Sixteen days later (15th May, 1811), the arrangement was made on conditions that left Shelley free to live and go wherever he liked, so long as he kept away from York, whither Hogg had gone for twelve months, to read law and acquire the rudiments of legal draughting in a conveyancer’s chambers. The scapegrace of Field Place had reason to exult at the liberal terms, for which he was indebted no less to his father’s placability than to the Duke of Norfolk’s influence over the Member for New Shoreham. So soon did the cruel and parsimonious father renew the current of ‘supplies,’ after stopping it in a season of fierce anger. No more than seven weeks and two days had passed since his expulsion from Oxford, when the future poet was enjoying a sufficient income, granted on no ignominious conditions.
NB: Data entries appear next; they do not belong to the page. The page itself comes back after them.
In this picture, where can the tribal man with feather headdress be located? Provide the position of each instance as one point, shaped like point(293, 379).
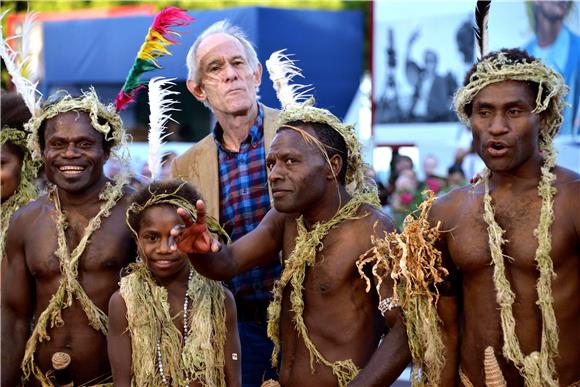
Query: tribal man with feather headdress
point(488, 275)
point(326, 329)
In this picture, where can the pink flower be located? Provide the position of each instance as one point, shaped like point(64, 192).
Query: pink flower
point(406, 198)
point(433, 184)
The smallness of this allowance having been often adduced in evidence of Mr. Timothy Shelley’s niggardliness to his eldest son, readers should recall what they have already been told respecting the pecuniary circumstances of the Squire of Field Place up to the date of his father’s death, till which event he was by no means wealthy for his social position. Dependent on his father, who, loving money more passionately as his fingers grew more feeble, was incessantly bickering with his heir-apparent about the excesses of his expenditure, Mr. Timothy Shelley (with several children on his hands) could not make his son a larger allowance. Two hundred a-year was a far better bachelor’s income seventy years since than it is now-a-days. Thirty years later it was still regarded as more than a sufficient allowance for a briefless barrister. Shelley was still only eighteen years old when it was allotted to him. Moreover at the time of the arrangement, it was not contemplated that it would be his only means of subsistence; for it was made in anticipation that he would be a frequent visitor at his father’s house. Had he from early boyhood lived harmoniously with his father, and been a loving and dutiful son, Shelley in his nineteenth year could not reasonably have looked for a larger income from his father during his grandfather’s life. Getting so handsome an allowance from his father so soon after his expulsion from Oxford, he was treated in money-matters with liberality by the father, who is generally conceived to have treated him with vindictive stinginess.
These are the facts of the matter about which Lady Shelley writes in these words:—
‘Exasperated by his son’s refusal to conform to the orthodox belief, he’ (i.e. Timothy Shelley) ‘forbade him to appear at Field Place. On the sensitive feelings of the young controversialist and poet, this sentence of exclusion from his boyhood’s home inflicted a bitter pang; yet he was determined to bear it, for the sake of what he believed to be right and true.’